Tari Giyul Bahari |
Sejak
dulu, Kota Tegal dikenal mempunyai slogan Kota Bahari. Ini dikarenakan letak
georafis Kota Tegal yang tepat berada di bibir pantai, orang menyebutnya
pesisir pantai utara (pantura). Sebagamaina tabiat masyarakat pantura, maka
tidak mengherankan jika sebagian besar warga Kota Tegal hidup dari laut sebagai
nelayan.
Atas dasar itu, Pengelola Sanggar Seni Perwitasari Priambodo dan Sri Damayanti tiga tahun yang lalu melakukan observasi jauh ke perkampungan-perkampungan nelayan. Mereka melihat, merasakan, dan berdialog langsung di tengah kehidupan para nelayan. Bagi mereka, kehidupan nelayan merupakan heroisme tersendiri. Sebab, menjadi seorang nelayan memang penuh resiko, di tengah laut seorang nelayan bisa saja bertemu dengan ombak dan badai yang besar. Namun mereka tetap tawakal menjalani kehidupan dilautan. Melaut, bagi mereka merupakan tugas suci untuk bisa memberikan kehidupan istri dan anak sendiri.
Dari hasil observasi pasangan suami istri tersebut, maka terciptalah sebuah tari yang diberi nama Giyul Bahari. Tari Giyul Bahari, seperti dijelaskan Priambodo, merupakan sebuah tari kreasi yang menceritakan kehidupan seorang nelayan. Giyul sendiri, merupakan penghalusan kata dari geol atau gerakan bergoyang.
Jumlah
penari, disesuaikan dengan kondisi, bisa dengan dua orang, empat orang atau
lebih, asal formasi nya tetap laki-laki dan perempuan. Tari ini diawali dengan
tabuhan musik gamelan yang bernuansa kerakyatan, dengan narasi berupa
perjalanan seorang nelayan dari rumah yang hendak mencari ikan di laut, sebelum
berangkat dia tidak lupa mempersiapkan seluruh peralatan dan mengangkat sembah
untuk berdoa pada Allah Yang Maha Kuasa.
Kemudian,
sang penari laki-laki melakukan gerakan dayungan yang menggambarkan nelayan
telah berangkat dengan mendayung sebuah perahu. Sebagaimana seorang nelayan,
adakalanya mendapatkan ikan banyak, tetapi, pada saat tertentu bisa sama sekali
tidak mendapatkan ikan. Setelah mengumpulkan hasil tangkapan, datanglah seorang
Dewi Baruna yang diperankan oleh penari putri yang membawa kepis (tempat ikan).
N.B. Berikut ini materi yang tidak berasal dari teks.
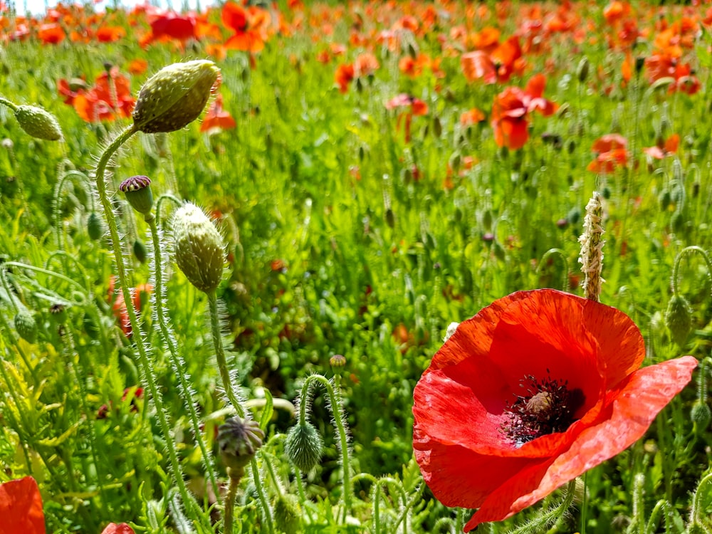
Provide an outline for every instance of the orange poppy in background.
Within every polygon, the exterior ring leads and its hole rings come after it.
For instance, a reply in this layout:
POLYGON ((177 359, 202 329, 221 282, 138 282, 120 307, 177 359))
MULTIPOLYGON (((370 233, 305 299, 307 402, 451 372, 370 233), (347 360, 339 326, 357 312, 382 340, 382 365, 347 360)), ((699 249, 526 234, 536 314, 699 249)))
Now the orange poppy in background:
POLYGON ((496 300, 415 387, 426 483, 446 506, 478 508, 466 532, 540 501, 641 438, 697 366, 641 368, 645 352, 633 321, 594 300, 553 289, 496 300))
POLYGON ((59 44, 66 36, 62 26, 56 23, 43 24, 37 30, 37 37, 45 44, 59 44))
POLYGON ((519 38, 513 36, 491 53, 481 50, 460 56, 460 66, 468 82, 483 80, 485 83, 505 83, 515 73, 524 68, 519 38))
POLYGON ((593 172, 610 174, 628 164, 628 140, 620 134, 606 134, 593 142, 596 157, 586 167, 593 172))
POLYGON ((660 138, 654 147, 643 149, 643 152, 655 159, 662 159, 673 156, 680 146, 680 134, 674 133, 666 140, 660 138))
POLYGON ((556 111, 558 106, 543 97, 545 85, 544 75, 536 74, 524 90, 508 87, 497 95, 492 105, 491 124, 498 146, 521 148, 529 139, 529 112, 537 110, 548 117, 556 111))
POLYGON ((42 497, 31 476, 0 484, 0 534, 45 534, 42 497))
POLYGON ((216 132, 224 130, 231 130, 237 124, 232 115, 222 107, 222 95, 218 95, 210 105, 210 108, 200 125, 201 132, 216 132))
POLYGON ((386 103, 386 109, 394 110, 404 108, 404 111, 399 114, 396 121, 396 128, 399 130, 401 122, 405 125, 405 142, 410 142, 410 125, 414 115, 424 115, 428 112, 428 105, 419 98, 416 98, 406 93, 401 93, 386 103))
POLYGON ((223 23, 234 33, 225 42, 226 48, 259 52, 267 38, 271 19, 264 9, 251 6, 245 8, 234 1, 226 1, 221 11, 223 23))

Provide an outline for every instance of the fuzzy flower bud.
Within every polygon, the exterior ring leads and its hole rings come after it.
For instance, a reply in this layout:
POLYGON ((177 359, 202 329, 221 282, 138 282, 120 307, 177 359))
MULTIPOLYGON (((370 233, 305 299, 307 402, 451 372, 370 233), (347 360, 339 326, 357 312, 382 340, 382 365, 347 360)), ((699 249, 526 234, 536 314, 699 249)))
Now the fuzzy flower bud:
POLYGON ((665 311, 665 324, 675 342, 683 346, 692 330, 692 308, 682 295, 672 295, 665 311))
POLYGON ((210 293, 222 278, 225 251, 222 237, 200 208, 186 203, 173 217, 178 267, 196 288, 210 293))
POLYGON ((131 207, 142 215, 149 215, 153 209, 151 179, 147 176, 132 176, 121 182, 119 190, 126 195, 131 207))
POLYGON ((19 105, 15 118, 25 132, 37 139, 58 141, 62 138, 62 129, 53 115, 46 110, 34 105, 19 105))
POLYGON ((104 235, 104 223, 96 211, 89 214, 87 219, 87 234, 92 241, 98 241, 104 235))
POLYGON ((305 473, 321 459, 321 436, 308 422, 295 424, 287 431, 284 448, 289 461, 305 473))
POLYGON ((174 132, 190 124, 205 108, 219 74, 220 69, 207 60, 163 68, 141 88, 133 112, 136 130, 174 132))
POLYGON ((598 192, 593 192, 593 196, 586 204, 586 216, 583 219, 583 235, 579 238, 581 244, 581 255, 579 263, 581 271, 585 275, 583 281, 584 296, 591 300, 599 302, 601 295, 601 283, 605 281, 601 278, 603 268, 603 245, 605 241, 601 239, 603 235, 603 206, 601 196, 598 192))
POLYGON ((231 477, 242 476, 245 466, 262 446, 264 437, 265 433, 260 425, 252 419, 231 417, 218 427, 220 459, 230 470, 231 477))
POLYGON ((14 323, 18 335, 28 343, 35 342, 37 339, 37 323, 29 311, 21 309, 15 315, 14 323))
Selang beberapa saat, Dewi Baruna memakai selendang dan menjelma menjadi rakyat biasa. Setelah diterima Dewi Baruna, ikan pun di olah dan di bawa untuk dijual ke pasar. Di akhir tari, baik sang nelayan maupun Dewi Baruna bersama-sama memanjatkan doa kepada Allah atas karunia yang didapatkan.